Graça é presidente do diretório municipal do PV, mas, na prática, controla mais três siglas, pois, segundo admite, é ela quem indica os presidentes dos diretórios locais do PP, do PSL e do PRB.

Foi José Sarney Filho quem viabilizou a outorga do canal 13 pelo Ministério das Comunicações, em 2001. Na época, ele era ministro do Meio Ambiente. A licença do canal está em nome da empresa Sistema Rosariense de Comunicação, que retransmite a RedeTV.

Há outra retransmissora outorgada na cidade, o canal 7 (TV Difusora, afiliada do SBT), mas está há vários anos fora do ar. Segundo Graça, a família Lobão, proprietária da Difusora, oferece o canal aos prefeitos, em arrendamento, mas poucos se dispõem a pagar pelo sinal.

O canal 13 é dirigido por José Faria Júnior, de 44 anos, fiel escudeiro de Graça Botentuit. Ele conduz a pequena emissora desde sua fundação, com uma equipe minúscula.

Faria Júnior e um cinegrafista apuram as reportagens para o principal programa da emissora, o “Rosário em Revista”. Um produtor e o apresentador completam o time. Os salários variam de R$ 1 mil a $ 1.200, que saem de comissões sobre a venda de anúncios. “O jornalista tem que correr atrás do salário dele”, diz o diretor.

Além do noticiário, a emissora tem um programa de videoclipes – o “Onda Clipe”–, um programa de temática rural e arrenda horário para o programa evangélico local “Manancial da Vida”.

Ajuda de Roseana

Quando a família Sarney e seus aliados estão no governo do Maranhão, a emissora de Graça Botentuit recebe ajuda do estado. Mas quando a oposição governa, ela enfrenta uma “maré baixa”, como a atual, sob a gestão de Flávio Dino, do PC do B.

Ela conta que esteve na secretaria Secretaria de Comunicação em busca de ajuda financeira para a retransmissora e para a rádio comunitária, e recebeu um não como resposta. O estado alegou não ter recursos. “Não tive apoio porque sou amiga do Sarney. Dizem que estão sem dinheiro, mas não passa de desculpa. Eu vou levando…”, disse.

A TV, segundo Graça Botentuit, tem despesa mensal de R$ 8.500 e se mantém com a contribuição de aliados políticos locais, com alguns anúncios e com dinheiro que ela, médica veterinária, diz tirar do próprio bolso. O marido é procurador federal.
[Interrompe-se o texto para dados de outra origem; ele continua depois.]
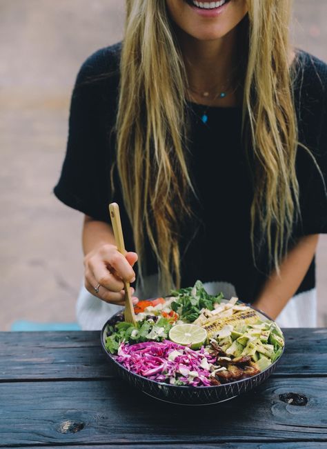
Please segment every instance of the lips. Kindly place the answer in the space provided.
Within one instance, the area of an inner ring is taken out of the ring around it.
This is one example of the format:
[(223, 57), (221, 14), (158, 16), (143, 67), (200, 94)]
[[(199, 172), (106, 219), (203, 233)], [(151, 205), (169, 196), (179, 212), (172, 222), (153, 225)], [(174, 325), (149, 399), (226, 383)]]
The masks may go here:
[(219, 0), (219, 1), (198, 1), (197, 0), (185, 0), (190, 6), (198, 8), (199, 10), (215, 10), (228, 3), (230, 0)]

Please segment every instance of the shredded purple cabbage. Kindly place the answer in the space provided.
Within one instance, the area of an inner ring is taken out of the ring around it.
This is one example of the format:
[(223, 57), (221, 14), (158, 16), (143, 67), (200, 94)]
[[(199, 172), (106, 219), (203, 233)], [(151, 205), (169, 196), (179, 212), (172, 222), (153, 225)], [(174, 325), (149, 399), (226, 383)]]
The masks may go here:
[[(172, 352), (174, 354), (170, 359)], [(168, 340), (135, 345), (122, 343), (116, 356), (117, 361), (129, 371), (151, 380), (177, 385), (210, 386), (210, 373), (201, 366), (201, 363), (206, 364), (204, 359), (208, 363), (215, 361), (204, 346), (195, 351)]]

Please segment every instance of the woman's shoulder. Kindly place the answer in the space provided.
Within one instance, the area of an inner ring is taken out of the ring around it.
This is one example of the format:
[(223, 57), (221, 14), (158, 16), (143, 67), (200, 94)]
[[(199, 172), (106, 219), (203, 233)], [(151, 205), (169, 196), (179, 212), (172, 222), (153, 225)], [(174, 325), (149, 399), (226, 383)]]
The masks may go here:
[(295, 54), (295, 88), (301, 99), (326, 101), (327, 63), (302, 50)]
[(77, 85), (101, 81), (119, 73), (121, 42), (100, 48), (82, 63), (77, 78)]

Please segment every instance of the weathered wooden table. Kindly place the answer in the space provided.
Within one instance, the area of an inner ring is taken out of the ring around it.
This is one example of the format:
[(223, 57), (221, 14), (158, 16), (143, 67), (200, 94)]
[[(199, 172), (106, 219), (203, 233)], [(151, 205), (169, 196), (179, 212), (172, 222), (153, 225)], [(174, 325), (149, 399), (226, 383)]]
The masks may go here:
[(275, 375), (216, 406), (173, 406), (112, 375), (99, 332), (0, 332), (0, 447), (327, 447), (327, 329), (285, 331)]

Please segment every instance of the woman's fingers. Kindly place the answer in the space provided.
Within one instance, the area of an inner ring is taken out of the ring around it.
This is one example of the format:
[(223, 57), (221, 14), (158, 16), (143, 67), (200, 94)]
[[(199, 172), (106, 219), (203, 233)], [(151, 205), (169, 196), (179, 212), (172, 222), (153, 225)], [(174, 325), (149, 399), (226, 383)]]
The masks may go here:
[(110, 273), (103, 262), (99, 261), (93, 266), (91, 266), (90, 269), (96, 281), (105, 288), (117, 293), (123, 289), (123, 282)]
[(101, 259), (108, 263), (122, 279), (134, 282), (135, 273), (125, 256), (118, 252), (112, 245), (102, 247), (100, 255)]
[[(125, 291), (123, 290), (119, 292), (112, 292), (101, 285), (99, 286), (99, 283), (92, 276), (89, 275), (86, 277), (85, 286), (90, 293), (106, 302), (117, 304), (117, 306), (125, 306)], [(98, 288), (99, 291), (97, 292), (95, 288)], [(134, 293), (134, 288), (130, 287), (131, 295)], [(132, 301), (133, 303), (136, 304), (138, 302), (137, 298), (132, 297)]]
[(127, 261), (131, 267), (132, 267), (134, 264), (137, 262), (138, 256), (136, 252), (133, 252), (132, 251), (126, 252), (125, 257), (127, 259)]
[[(85, 286), (94, 296), (108, 303), (125, 305), (123, 282), (134, 282), (135, 273), (132, 266), (137, 260), (136, 252), (118, 252), (114, 245), (103, 245), (84, 257)], [(131, 288), (130, 294), (134, 292)], [(134, 303), (138, 302), (132, 297)]]

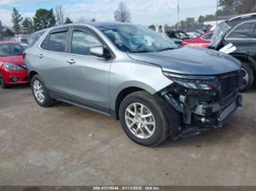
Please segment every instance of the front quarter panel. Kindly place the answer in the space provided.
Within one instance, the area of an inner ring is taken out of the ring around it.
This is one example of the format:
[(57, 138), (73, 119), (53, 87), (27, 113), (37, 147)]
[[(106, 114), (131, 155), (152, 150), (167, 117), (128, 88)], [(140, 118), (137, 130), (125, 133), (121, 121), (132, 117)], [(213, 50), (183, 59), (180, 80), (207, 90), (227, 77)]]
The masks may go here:
[(115, 110), (117, 97), (124, 89), (138, 87), (155, 94), (172, 83), (164, 76), (159, 66), (132, 60), (114, 61), (109, 82), (111, 110)]

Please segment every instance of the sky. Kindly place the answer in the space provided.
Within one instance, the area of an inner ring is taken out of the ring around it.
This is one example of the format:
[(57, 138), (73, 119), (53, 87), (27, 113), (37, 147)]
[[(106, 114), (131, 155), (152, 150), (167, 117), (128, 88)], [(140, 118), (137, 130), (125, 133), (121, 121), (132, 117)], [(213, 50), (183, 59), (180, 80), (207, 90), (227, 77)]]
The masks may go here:
[[(123, 0), (130, 10), (131, 22), (142, 25), (174, 25), (177, 22), (178, 1), (180, 19), (198, 18), (216, 12), (216, 0)], [(0, 20), (12, 26), (12, 11), (15, 7), (23, 18), (32, 18), (38, 8), (62, 5), (65, 17), (73, 21), (114, 21), (113, 12), (120, 0), (0, 0)]]

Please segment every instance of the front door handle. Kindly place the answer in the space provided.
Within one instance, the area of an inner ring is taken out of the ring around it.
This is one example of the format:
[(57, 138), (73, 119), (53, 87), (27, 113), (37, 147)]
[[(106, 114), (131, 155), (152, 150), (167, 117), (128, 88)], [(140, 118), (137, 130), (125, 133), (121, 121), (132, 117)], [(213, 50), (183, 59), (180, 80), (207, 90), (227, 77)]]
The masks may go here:
[(69, 61), (67, 61), (67, 62), (70, 64), (74, 64), (75, 63), (75, 61), (74, 61), (73, 59), (70, 59)]

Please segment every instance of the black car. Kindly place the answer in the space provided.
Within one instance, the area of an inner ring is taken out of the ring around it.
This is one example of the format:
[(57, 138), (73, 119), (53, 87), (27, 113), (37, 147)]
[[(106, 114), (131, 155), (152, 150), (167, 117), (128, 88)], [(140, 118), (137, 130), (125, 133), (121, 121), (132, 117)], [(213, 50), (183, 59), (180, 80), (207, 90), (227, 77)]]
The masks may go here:
[(242, 63), (242, 91), (249, 89), (256, 74), (256, 13), (244, 15), (219, 24), (210, 48), (228, 53)]

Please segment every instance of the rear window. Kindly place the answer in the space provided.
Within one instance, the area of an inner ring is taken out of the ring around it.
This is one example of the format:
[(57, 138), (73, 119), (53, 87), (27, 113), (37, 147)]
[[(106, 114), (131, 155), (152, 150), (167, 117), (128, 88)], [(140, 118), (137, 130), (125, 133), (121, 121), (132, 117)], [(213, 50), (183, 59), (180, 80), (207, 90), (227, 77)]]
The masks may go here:
[(0, 57), (20, 55), (25, 50), (25, 47), (19, 44), (0, 44)]
[(41, 47), (48, 51), (65, 52), (67, 41), (68, 31), (55, 32), (44, 40)]
[(44, 33), (45, 32), (45, 31), (39, 31), (37, 33), (34, 33), (29, 41), (28, 41), (28, 48), (31, 48), (32, 46), (34, 46), (34, 44), (35, 44), (35, 42), (39, 39), (39, 38), (44, 35)]
[(227, 38), (251, 38), (254, 28), (254, 25), (252, 22), (242, 24), (234, 28)]

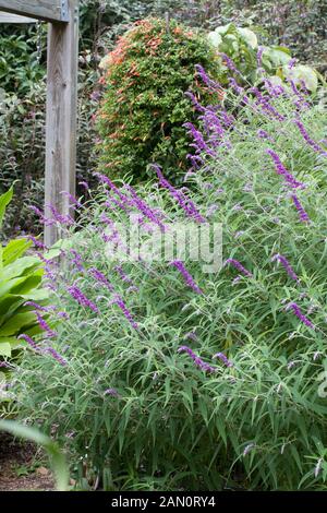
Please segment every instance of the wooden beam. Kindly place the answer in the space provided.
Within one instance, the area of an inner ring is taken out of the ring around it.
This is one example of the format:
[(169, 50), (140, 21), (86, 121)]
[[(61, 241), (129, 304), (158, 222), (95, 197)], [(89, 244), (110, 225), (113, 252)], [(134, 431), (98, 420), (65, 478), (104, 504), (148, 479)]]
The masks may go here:
[[(53, 23), (48, 34), (47, 128), (46, 128), (46, 217), (52, 205), (61, 215), (72, 215), (65, 191), (75, 193), (76, 117), (78, 67), (78, 0), (68, 1), (71, 22)], [(45, 227), (45, 243), (51, 246), (61, 231)]]
[(16, 14), (5, 14), (0, 12), (0, 23), (36, 23), (33, 17), (17, 16)]
[(46, 22), (68, 22), (69, 0), (0, 0), (0, 11)]

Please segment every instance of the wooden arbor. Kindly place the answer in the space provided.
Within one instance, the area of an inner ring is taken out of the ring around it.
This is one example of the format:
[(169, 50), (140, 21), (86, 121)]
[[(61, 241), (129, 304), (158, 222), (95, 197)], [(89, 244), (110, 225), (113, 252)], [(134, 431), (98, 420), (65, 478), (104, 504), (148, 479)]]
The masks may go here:
[[(53, 205), (60, 214), (68, 215), (70, 202), (62, 191), (71, 194), (75, 192), (78, 0), (0, 0), (0, 22), (24, 23), (35, 20), (50, 24), (45, 215), (51, 218), (52, 214), (47, 205)], [(56, 226), (45, 227), (47, 246), (51, 246), (59, 236)]]

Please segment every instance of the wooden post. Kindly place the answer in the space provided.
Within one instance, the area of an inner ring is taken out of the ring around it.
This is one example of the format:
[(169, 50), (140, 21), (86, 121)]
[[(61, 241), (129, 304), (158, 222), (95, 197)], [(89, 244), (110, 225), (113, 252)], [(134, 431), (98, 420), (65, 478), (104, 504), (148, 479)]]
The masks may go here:
[[(78, 0), (68, 1), (68, 15), (69, 23), (51, 23), (48, 35), (45, 215), (49, 218), (53, 215), (48, 205), (72, 215), (62, 191), (75, 193)], [(56, 226), (45, 227), (46, 246), (60, 236)]]

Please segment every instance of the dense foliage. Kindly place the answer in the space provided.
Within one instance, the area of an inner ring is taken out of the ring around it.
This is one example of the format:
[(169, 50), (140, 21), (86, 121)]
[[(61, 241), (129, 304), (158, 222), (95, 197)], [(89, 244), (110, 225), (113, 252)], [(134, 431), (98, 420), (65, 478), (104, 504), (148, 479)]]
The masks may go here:
[[(195, 121), (185, 92), (204, 104), (219, 95), (201, 84), (195, 65), (211, 77), (219, 59), (203, 37), (165, 20), (137, 22), (104, 61), (105, 94), (98, 115), (101, 169), (111, 177), (148, 176), (147, 165), (158, 162), (168, 176), (185, 171), (190, 153), (185, 119)], [(196, 123), (198, 124), (198, 123)]]
[[(326, 489), (326, 114), (298, 88), (266, 87), (202, 110), (192, 190), (158, 167), (136, 191), (99, 177), (68, 227), (49, 275), (69, 315), (58, 361), (37, 341), (15, 390), (84, 486)], [(131, 213), (142, 240), (189, 217), (221, 223), (222, 269), (126, 262)]]
[[(207, 29), (229, 22), (263, 26), (265, 45), (287, 45), (300, 61), (324, 72), (326, 5), (326, 0), (81, 0), (78, 181), (88, 180), (95, 165), (92, 119), (98, 102), (98, 62), (132, 22), (169, 10), (172, 19)], [(7, 234), (12, 226), (19, 232), (33, 229), (36, 220), (25, 205), (32, 198), (43, 202), (46, 49), (47, 24), (1, 24), (0, 192), (19, 180)]]
[[(0, 229), (13, 190), (0, 196)], [(35, 239), (36, 241), (36, 239)], [(26, 343), (20, 339), (24, 332), (37, 335), (43, 332), (33, 301), (45, 305), (49, 293), (41, 288), (43, 261), (37, 255), (26, 255), (32, 240), (13, 239), (0, 246), (0, 411), (10, 401), (7, 384), (10, 371), (17, 365)], [(43, 307), (41, 307), (43, 308)]]

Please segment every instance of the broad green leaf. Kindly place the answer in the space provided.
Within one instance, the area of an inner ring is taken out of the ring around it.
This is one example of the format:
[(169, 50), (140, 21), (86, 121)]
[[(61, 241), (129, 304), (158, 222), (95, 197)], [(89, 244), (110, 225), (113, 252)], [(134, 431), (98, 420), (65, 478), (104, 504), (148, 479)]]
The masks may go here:
[(69, 485), (69, 469), (65, 462), (64, 454), (59, 450), (58, 445), (46, 434), (43, 434), (38, 429), (22, 426), (14, 420), (0, 420), (0, 430), (7, 431), (14, 437), (29, 440), (38, 445), (45, 448), (48, 453), (50, 465), (56, 476), (57, 489), (59, 491), (66, 491)]
[(23, 256), (20, 260), (7, 265), (0, 273), (0, 279), (11, 279), (23, 276), (26, 272), (40, 265), (40, 260), (37, 256)]
[(2, 336), (10, 336), (19, 334), (22, 327), (29, 326), (31, 324), (35, 324), (36, 317), (33, 312), (26, 313), (17, 313), (12, 319), (10, 319), (7, 323), (4, 323), (1, 329)]
[(5, 248), (3, 248), (3, 265), (9, 265), (16, 259), (25, 253), (26, 249), (31, 247), (31, 241), (27, 239), (11, 240)]

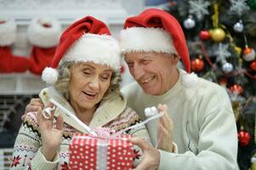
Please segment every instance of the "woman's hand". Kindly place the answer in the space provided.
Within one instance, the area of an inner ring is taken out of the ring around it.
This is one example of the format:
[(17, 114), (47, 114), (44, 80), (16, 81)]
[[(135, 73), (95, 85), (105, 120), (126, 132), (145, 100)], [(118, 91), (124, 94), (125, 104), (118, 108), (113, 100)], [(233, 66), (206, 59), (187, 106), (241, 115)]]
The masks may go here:
[[(48, 107), (53, 107), (53, 104), (48, 105)], [(39, 125), (39, 131), (42, 138), (42, 153), (48, 161), (53, 161), (59, 146), (62, 141), (63, 118), (59, 115), (56, 119), (56, 126), (54, 127), (54, 111), (51, 111), (49, 118), (43, 116), (41, 108), (38, 109), (37, 120)]]
[(25, 114), (21, 116), (21, 119), (23, 120), (28, 112), (38, 111), (39, 109), (43, 109), (42, 100), (40, 98), (32, 98), (30, 103), (26, 106)]
[(163, 112), (157, 125), (157, 149), (173, 152), (174, 122), (168, 114), (168, 106), (159, 105), (158, 111)]

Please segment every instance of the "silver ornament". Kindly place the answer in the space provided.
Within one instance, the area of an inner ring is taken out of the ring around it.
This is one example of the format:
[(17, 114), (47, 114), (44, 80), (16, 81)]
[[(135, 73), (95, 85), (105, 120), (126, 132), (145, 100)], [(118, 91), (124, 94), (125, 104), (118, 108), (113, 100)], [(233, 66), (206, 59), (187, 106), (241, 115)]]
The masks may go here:
[(242, 22), (242, 20), (239, 20), (239, 22), (236, 22), (234, 26), (233, 29), (235, 30), (235, 31), (236, 32), (242, 32), (243, 31), (243, 24)]
[(243, 60), (246, 61), (252, 61), (255, 59), (255, 50), (252, 48), (252, 52), (250, 54), (243, 54)]
[(225, 73), (229, 73), (229, 72), (231, 72), (233, 71), (233, 65), (231, 65), (230, 63), (225, 63), (223, 65), (222, 65), (222, 71), (225, 72)]
[(189, 18), (185, 19), (183, 21), (183, 26), (184, 27), (185, 27), (186, 29), (191, 29), (194, 28), (196, 26), (196, 21), (195, 20), (192, 18), (192, 16), (189, 16)]

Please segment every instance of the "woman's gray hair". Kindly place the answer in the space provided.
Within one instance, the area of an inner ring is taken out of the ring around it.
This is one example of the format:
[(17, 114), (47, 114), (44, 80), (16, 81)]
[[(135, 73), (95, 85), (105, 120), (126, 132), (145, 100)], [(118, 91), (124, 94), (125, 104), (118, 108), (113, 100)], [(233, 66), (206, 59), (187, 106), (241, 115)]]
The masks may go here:
[[(72, 65), (77, 64), (76, 62), (65, 61), (60, 63), (58, 67), (59, 76), (54, 88), (58, 90), (63, 96), (69, 100), (69, 91), (68, 84), (71, 79), (71, 68)], [(102, 99), (106, 99), (111, 98), (114, 94), (120, 94), (120, 82), (122, 81), (121, 74), (118, 71), (112, 72), (111, 78), (111, 84)]]

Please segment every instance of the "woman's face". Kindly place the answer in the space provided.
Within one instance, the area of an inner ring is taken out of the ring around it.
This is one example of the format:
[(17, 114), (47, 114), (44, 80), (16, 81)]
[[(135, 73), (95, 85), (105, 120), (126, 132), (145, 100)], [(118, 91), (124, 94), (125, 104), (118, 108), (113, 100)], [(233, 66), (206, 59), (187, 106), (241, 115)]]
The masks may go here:
[(75, 64), (71, 68), (70, 102), (73, 107), (94, 109), (110, 87), (112, 70), (93, 62)]

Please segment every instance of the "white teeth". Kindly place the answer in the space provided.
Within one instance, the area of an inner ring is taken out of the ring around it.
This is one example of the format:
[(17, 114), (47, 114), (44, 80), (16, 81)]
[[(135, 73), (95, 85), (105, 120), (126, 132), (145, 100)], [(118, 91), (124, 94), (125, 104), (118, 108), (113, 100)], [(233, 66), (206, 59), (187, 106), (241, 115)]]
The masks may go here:
[(145, 80), (141, 81), (141, 82), (142, 82), (142, 83), (145, 83), (145, 82), (151, 82), (152, 79), (153, 79), (153, 77), (151, 77), (151, 78), (145, 79)]
[(86, 92), (86, 94), (89, 94), (89, 95), (96, 95), (95, 93), (89, 93), (89, 92)]

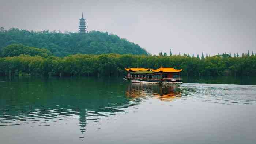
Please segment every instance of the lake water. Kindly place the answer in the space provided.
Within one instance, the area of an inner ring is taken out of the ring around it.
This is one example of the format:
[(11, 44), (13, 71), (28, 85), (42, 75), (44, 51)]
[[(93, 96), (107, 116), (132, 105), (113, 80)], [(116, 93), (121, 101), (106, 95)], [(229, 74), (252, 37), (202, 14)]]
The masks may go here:
[(255, 80), (0, 77), (0, 144), (255, 144)]

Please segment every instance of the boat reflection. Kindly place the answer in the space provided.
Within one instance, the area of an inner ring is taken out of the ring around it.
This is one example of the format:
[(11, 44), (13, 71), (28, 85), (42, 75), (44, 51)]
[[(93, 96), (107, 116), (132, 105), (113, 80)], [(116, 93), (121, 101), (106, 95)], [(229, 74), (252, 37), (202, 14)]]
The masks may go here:
[(179, 85), (132, 83), (127, 86), (125, 95), (134, 99), (153, 96), (161, 101), (172, 101), (181, 96)]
De abril de 2009 a dezembro de 2014, quando Roseana Sarney era governadora, a emissora estava em fase de maré alta. Um jornalista contratado pelo estado ia a Rosário três vezes na semana para produzir reportagens. O estado bancava os gastos com combustível e a alimentação do profissional.

Além disso, jornalistas da capital treinavam jovens repórteres, editores e cinegrafistas, que, depois de algum tempo, segundo Faria Junior, “ganharam asas” e partiram em busca de melhores oportunidades.

Ao longo da história da retransmissora, houve vários momentos em que a produção de conteúdo local esteve interrompida, e ela se limitava a repetir a programação da RedeTV, “com uma materiazinha aqui e outra acolá”, segundo Faria Júnior.

“Anti-mídia’’

Questionado se há imparcialidade no noticiário durante os períodos de campanha eleitoral, Faria Júnior diz que ‘’em cidade pequena, com grupos políticos enraizados e muitos conchavos, é difícil ser totalmente imparcial”.

Graça Botentuit sustenta que não usa a rádio e a televisão em seu favor nas campanhas eleitorais e diz que não gosta de mídia. E arremata: “Sou anti-mídia. Montei as emissoras porque me pediram muito”.